One reasonable way of encoding the several recursive definitions is
using structs, unions and enums. It is probably the easiest way, but
probably not the most efficient representation, but it should be
portable and the resulting code should be readable. However, this
results in complicated memory management. Any implementation would
probably have lots of allocations of small structs that point to each
other. Allocating objects can be done with malloc(3), but usually,
malloc(3) is not meant to manage many small objects. A slice
allocator on top of malloc(3) would solve that problem. But then
again, malloc(3) bases on mmap(2). It would also make the
implementation more complex.
Allocating and deallocating objects can be done directly in the code,
but as this is done frequently, it is probably not a good idea to
always do this explicitly. A copying garbage collector would probably
be the best for this situation, and a simple copying garbage collector
is probably bearable – however, it would increase the trusted
codebase. Using a reference counter would also be sufficient, and one
could simplify it a lot using __attribute__((__cleanup__())) from
GCC. Still, all of those possibilities – including manual memory
management – are rather complicated
The question is whether deallocating objects at all is necessary. As
The Old New Thing points out, the null garbage collector is
correct.
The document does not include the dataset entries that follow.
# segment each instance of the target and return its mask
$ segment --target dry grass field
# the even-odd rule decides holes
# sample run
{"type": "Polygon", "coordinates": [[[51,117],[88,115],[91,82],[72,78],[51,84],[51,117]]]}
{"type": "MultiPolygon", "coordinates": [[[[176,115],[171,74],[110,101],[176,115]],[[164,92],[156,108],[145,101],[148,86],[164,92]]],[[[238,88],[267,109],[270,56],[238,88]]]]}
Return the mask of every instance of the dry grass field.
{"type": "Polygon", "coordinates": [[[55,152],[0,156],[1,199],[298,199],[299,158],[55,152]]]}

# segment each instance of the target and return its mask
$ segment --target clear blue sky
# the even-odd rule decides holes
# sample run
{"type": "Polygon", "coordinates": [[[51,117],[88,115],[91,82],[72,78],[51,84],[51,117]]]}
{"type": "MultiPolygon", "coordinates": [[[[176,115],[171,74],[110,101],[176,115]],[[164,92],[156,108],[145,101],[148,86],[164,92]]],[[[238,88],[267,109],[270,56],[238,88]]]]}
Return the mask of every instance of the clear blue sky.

A proof checker gets axioms and already proved theorems, a
conclusion and a proof as input, and its only objective is to check
whether this proof is correct, and maybe return an error message that
indicates the error. A simple stack-oriented language that is sent
through stdio should be sufficient, and therefore, it might be
sufficient to never actually deallocate. This would be the UNIX way,
probably: Do one thing and do it right. If it occurs that not enough
memory is available for some proof, one could preload libgc.
At some point, the question is whether all of this is worthwile at
all. One could just use C++ and std::shared_ptr and be happy. But
then, the additional complexity of the C++ runtime arises. Well,
LEAN appears to be written in C++, but I don't know about its
memory management.
To this point, it is questionable whether it is really worthwile to try to write a typechecker only using low-level programming techniques, rather than relying on well-tested abstractions. Besides the already mentioned small likelihood of a critical bug in typecheckers that leads to wrong proofs of algorithms, even in the presence of such a bug, it would only have to be fixed once, so after 30 years without critical bugs, one could be pretty sure that everything works fine.
Of course, this is not the only reason for wanting an implementation of a proof checker in C. All the Systems appear to try to create an own programming language. I would rather like to have a library which I can use in the language of my choice. On the other hand, Coq has a way of calling external programs to provide proofs, which is in many cases equivalent to such a library.